Headache (most common), jaw claudication (pain on chewing) and visual disturbance, including amaurosis fugax and blindness which may be irreversible.

Patients may also experience systemic symptoms including fever, malaise and MSK problems such as proximal muscle weakness of the shoulders and hips (there is overlap between polymyalgia rheumatic and GCA)

28
Q

How is giant cell arteritis treated?

A

The rule of 60s!

  • most common over 60
  • ESR
29
Q

What are neuralgias?

A

These are intermittent, brief, severe, laminating pains occurring along the distribution of a nerve.

E.g.

  • trigeminal neuralgia
  • glossopharyngeal neuralgia
  • post-herpetic neuralgia
30
Q

What causes trigeminal neuralgia?

A

Trigeminal neuralgia predominantly affects those over the age of 50 years.

It reflects compression of the sensory root of the trigeminal nerve (e.g. by a tumour or aberrant vessel) or may complicate MS.

31
Q

Clinical features of trigeminal neuralgia

A

Agonising sharp pain is confined in the distribution of the trigeminal nerve on one side, commonly the maxillary or mandibular divisions.

It lasts only seconds and is usually triggered from a place on the lips, side of the face or nose, by chewing, eating, speaking or by cold breeze.

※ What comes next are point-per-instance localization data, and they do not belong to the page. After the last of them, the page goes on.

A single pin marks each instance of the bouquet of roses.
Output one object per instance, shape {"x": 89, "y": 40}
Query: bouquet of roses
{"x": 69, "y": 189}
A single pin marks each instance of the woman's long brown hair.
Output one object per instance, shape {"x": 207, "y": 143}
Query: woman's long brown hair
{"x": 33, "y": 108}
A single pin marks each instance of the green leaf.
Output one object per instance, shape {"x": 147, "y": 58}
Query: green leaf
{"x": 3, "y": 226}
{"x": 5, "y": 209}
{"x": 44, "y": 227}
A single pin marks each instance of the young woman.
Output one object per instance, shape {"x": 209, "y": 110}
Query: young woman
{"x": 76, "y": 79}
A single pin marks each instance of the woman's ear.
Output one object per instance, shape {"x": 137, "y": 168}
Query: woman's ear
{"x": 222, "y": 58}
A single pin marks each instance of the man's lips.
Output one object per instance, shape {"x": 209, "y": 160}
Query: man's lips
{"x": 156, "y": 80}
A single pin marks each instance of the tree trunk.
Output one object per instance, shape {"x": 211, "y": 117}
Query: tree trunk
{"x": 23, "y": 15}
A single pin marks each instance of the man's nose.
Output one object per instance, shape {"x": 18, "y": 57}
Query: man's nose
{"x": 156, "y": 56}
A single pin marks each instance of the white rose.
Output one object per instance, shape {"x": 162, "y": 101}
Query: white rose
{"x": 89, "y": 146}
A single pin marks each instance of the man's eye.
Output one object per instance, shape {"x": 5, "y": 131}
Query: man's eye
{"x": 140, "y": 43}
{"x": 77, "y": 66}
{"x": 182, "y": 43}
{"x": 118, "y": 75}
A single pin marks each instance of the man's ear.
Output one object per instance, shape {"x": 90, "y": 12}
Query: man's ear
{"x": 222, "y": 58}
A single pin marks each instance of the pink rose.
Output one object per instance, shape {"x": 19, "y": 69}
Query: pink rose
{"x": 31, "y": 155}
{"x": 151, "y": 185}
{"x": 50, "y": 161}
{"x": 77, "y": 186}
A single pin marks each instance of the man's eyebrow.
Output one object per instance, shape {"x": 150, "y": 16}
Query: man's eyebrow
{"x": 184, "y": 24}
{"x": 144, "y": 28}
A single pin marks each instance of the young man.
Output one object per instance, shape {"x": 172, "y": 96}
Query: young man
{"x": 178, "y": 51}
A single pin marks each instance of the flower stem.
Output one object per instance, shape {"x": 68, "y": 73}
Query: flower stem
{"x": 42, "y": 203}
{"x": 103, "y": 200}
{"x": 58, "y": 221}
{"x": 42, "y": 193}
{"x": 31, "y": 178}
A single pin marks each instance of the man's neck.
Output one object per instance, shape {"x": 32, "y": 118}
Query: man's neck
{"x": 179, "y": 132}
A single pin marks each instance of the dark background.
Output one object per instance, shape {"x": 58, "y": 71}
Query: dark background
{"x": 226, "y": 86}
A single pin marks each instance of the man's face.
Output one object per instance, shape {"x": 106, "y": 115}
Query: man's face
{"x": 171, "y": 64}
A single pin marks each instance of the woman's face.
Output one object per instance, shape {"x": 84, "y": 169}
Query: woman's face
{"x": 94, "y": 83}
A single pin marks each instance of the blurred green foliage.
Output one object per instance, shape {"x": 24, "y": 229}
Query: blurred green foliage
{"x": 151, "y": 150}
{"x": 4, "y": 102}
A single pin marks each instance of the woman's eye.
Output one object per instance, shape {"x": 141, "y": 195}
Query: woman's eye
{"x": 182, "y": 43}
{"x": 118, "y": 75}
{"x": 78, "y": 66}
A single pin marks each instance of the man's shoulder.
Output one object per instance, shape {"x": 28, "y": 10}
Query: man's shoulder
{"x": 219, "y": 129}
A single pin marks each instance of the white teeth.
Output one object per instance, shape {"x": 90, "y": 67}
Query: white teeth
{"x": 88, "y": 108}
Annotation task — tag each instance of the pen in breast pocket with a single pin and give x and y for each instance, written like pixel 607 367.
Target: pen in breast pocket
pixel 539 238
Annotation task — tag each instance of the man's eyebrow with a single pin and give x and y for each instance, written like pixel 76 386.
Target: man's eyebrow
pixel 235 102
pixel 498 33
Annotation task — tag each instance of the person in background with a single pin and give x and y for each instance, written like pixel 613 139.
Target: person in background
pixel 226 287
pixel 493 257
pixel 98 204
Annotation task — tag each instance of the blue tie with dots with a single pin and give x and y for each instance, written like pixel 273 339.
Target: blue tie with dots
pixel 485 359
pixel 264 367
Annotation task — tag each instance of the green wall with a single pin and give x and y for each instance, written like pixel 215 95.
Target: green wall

It tends to get worse with age and eventually a continuous background pain may develop if left untreated.

32
Q

How is trigeminal neuralgia treated?

A

Simple analgesics are usually ineffective.
Usually carbamazepine provides good symptom control, but sodium valproate, gabapentin, clonazepam, or the tricyclic antidepressants may be tried (adjunct analgesics).

33
Q

Glossopharyngeal neuralgia

A

A rare disorder precipitated by swallowing, which produces pain in the pharynx or deep inside the ear.

34
Q

What is postherpetic neuralgia?

A

Patients have a history of herpes zoster infection (shingles) usually in the distribution of the ophthalmic division of the trigeminal nerve.

Pain, itching and altered sensation develop along the course of the affected nerve and persist after the rash has healed. The pain may be difficult to treat, but sometimes responds to TCAs, carbamazepine or topical capsaicin.